Literally one day later, I was turning onto our side street from the middle turning lane of another five-lane street. I was behind a van. He took a chance and scooted to the side street in front of a fairly fast moving car. I waited till it was safer, and made my turn. I pulled into the side street where suddenly the van was slowing down. I wasn’t even totally onto the street, with cars coming extremely close to the back-end of my car, when the van whips into reverse and starts backing up! I leaned on my horn rather hard and the driver then decided to look to see if someone was behind him. He quickly put the vehicle back into drive and headed forward where he eventually made a U-Turn and went back to the main road.
Getting front-ended is not a common thing for me and I have to say that I do not follow too closely. Not that you could prove it by these two experiences unless you were there. Which gave me two object lessons for the week.
One, I need to be careful what I do, regardless of how pure my motives may seem to be. None of us live in a vacuum and everything we do affects someone else. We are taught not to cause our brother to stumble. We have to be careful not to back into him too.

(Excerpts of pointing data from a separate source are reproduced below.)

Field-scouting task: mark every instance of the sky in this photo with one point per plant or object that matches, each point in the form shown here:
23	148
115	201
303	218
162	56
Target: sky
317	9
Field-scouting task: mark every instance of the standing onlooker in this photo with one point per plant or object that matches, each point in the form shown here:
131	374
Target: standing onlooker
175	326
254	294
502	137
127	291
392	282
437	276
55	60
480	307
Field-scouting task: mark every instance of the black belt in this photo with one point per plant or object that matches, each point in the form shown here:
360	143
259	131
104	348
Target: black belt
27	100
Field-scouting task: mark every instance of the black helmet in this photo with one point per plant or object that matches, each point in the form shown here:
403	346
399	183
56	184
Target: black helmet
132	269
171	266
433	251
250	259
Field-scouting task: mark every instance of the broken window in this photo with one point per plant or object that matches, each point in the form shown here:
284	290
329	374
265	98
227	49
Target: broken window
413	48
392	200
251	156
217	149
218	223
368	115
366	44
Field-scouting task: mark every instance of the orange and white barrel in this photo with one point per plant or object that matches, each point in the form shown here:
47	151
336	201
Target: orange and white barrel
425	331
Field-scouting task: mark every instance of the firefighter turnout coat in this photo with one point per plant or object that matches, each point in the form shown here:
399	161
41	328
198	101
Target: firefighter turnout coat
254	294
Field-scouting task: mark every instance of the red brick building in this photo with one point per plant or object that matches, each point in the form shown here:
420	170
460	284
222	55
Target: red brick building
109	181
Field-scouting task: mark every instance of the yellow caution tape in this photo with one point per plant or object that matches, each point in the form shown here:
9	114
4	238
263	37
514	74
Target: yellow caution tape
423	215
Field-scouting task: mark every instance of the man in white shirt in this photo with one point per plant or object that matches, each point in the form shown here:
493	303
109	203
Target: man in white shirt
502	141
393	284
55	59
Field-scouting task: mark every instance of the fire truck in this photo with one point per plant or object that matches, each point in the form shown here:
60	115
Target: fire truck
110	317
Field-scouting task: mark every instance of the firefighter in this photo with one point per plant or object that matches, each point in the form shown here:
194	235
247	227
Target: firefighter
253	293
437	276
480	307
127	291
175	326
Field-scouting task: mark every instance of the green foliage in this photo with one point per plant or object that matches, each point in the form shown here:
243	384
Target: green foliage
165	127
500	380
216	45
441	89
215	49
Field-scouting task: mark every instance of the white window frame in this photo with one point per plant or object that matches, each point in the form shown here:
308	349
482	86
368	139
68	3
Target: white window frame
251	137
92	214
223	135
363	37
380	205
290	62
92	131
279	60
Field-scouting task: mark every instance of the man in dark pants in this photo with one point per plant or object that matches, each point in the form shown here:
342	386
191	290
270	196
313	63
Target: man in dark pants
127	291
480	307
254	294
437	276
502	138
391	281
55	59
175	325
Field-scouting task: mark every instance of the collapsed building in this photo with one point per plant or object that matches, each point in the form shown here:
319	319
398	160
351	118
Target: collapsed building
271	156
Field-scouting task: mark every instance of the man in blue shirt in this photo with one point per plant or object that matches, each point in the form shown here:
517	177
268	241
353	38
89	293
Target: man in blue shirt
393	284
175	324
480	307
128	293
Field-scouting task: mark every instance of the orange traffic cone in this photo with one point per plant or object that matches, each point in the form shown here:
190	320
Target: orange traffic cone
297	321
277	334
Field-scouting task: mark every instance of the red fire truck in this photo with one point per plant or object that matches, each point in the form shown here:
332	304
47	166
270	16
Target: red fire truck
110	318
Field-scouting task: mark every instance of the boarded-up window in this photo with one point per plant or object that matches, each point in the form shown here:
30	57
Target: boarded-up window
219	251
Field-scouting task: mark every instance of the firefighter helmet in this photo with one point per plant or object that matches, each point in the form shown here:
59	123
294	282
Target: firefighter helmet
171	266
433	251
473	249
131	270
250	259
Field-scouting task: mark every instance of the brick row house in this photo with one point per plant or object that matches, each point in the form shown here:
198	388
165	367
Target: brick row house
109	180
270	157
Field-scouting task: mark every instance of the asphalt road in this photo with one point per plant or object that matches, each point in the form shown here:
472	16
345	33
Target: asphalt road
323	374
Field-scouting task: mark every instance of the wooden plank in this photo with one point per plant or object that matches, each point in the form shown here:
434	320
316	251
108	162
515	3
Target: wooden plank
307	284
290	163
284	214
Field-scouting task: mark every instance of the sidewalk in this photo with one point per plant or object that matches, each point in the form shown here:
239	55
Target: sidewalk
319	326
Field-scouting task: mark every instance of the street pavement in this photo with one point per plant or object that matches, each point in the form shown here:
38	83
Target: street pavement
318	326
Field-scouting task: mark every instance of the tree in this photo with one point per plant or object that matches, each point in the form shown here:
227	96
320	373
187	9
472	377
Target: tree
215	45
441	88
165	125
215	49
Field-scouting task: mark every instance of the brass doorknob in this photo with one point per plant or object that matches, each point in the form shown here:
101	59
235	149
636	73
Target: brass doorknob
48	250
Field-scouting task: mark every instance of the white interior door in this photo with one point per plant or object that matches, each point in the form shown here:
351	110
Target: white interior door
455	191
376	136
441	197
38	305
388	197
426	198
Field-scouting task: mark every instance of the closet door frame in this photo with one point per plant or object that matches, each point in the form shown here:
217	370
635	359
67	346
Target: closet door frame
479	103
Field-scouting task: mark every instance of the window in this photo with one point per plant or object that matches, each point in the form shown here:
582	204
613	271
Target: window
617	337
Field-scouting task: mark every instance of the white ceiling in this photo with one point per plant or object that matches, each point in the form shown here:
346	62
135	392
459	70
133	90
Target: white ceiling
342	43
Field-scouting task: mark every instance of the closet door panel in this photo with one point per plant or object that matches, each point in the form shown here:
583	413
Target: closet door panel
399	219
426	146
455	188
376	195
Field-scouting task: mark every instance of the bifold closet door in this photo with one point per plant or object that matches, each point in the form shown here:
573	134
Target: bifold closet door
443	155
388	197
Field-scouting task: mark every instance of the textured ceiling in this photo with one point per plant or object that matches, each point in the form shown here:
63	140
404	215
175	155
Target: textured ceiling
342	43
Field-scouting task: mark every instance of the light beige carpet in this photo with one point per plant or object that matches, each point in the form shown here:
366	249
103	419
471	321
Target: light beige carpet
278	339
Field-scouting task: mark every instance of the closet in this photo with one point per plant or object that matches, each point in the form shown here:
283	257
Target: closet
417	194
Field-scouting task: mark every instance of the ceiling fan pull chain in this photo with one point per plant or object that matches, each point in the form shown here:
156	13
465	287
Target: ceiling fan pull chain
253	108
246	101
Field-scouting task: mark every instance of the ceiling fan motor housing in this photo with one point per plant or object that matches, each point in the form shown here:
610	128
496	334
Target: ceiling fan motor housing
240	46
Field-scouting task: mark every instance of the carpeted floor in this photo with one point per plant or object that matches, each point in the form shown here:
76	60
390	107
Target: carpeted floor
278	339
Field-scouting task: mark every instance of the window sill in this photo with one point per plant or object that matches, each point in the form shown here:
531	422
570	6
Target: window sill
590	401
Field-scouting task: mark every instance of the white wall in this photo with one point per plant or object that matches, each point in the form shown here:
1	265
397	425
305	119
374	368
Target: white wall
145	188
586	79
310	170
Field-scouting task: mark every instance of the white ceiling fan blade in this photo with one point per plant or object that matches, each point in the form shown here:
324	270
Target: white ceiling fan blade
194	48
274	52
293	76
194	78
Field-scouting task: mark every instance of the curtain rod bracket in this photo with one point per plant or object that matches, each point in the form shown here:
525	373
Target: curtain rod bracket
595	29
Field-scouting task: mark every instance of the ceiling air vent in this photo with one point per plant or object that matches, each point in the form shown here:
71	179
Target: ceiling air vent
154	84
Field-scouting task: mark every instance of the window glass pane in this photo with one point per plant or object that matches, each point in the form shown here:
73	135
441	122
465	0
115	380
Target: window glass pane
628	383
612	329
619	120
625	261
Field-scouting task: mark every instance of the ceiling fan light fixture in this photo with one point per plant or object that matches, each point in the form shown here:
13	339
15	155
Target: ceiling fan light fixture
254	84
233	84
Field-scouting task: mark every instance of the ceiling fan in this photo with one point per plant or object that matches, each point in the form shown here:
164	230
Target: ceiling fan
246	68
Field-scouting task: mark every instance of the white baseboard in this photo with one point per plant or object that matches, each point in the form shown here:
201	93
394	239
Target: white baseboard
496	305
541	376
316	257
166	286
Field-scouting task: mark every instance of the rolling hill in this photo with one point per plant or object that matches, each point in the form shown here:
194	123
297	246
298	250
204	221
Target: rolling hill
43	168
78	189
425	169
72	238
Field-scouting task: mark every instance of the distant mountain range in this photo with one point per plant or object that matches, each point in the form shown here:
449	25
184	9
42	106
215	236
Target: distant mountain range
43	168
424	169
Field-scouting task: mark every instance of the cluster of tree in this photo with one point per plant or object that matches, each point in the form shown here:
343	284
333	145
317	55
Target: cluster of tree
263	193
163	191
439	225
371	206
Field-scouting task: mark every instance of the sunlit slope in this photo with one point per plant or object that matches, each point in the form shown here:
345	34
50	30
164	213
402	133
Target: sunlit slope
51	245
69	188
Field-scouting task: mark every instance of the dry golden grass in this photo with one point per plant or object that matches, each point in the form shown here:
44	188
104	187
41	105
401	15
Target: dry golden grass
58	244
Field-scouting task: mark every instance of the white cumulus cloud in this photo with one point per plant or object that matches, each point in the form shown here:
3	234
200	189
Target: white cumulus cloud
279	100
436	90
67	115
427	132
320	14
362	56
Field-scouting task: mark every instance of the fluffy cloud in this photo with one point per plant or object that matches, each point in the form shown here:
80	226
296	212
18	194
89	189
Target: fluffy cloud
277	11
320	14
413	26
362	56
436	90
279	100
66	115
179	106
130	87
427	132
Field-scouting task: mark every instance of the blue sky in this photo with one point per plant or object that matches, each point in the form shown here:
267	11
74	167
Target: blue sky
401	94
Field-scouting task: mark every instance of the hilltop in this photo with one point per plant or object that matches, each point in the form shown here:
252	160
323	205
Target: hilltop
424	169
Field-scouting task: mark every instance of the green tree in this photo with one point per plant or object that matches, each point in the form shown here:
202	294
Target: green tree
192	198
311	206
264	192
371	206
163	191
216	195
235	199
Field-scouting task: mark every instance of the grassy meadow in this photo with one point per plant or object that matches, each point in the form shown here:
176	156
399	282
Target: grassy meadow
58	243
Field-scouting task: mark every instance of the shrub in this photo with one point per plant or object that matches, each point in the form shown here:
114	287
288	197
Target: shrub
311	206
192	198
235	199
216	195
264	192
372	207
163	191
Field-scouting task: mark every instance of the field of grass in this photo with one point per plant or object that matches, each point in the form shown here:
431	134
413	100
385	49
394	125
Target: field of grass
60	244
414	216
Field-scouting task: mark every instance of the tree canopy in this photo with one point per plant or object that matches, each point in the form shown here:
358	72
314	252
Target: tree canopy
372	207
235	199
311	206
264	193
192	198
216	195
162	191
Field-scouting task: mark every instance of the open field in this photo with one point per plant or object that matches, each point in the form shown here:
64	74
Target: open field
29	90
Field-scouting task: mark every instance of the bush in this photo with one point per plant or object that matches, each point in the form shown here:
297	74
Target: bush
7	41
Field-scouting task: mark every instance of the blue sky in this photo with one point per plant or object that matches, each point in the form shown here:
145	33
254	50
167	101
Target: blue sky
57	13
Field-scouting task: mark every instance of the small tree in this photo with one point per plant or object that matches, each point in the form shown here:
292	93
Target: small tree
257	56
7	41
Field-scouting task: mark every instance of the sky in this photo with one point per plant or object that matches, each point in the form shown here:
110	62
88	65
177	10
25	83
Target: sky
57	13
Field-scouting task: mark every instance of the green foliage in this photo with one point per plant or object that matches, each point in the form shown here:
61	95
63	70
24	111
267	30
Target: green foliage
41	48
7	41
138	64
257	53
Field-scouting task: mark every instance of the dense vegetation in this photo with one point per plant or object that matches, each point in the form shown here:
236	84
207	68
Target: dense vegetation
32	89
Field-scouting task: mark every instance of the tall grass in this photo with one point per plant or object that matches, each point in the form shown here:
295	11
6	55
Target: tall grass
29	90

The other object lesson was that things aren’t always as they appear. We are always so quick to lay blame on anyone and anything when things don’t go right. Police almost always ticket the car following behind when two cars bump their bumpers. In both cases, I was not in the wrong. Except maybe that I wasn’t using my superpowers to read the minds of the people that bumped into me.
I think everything is fine with my car. I have been more cautious while driving, which is a good thing. I am also trying to think about how my actions look to others because there is always someone watching, someone ready to accuse the Christian of being a hypocrite. I also need to be careful of the ‘blame game’, as I learned again just recently. Things definitely are not always as they appear.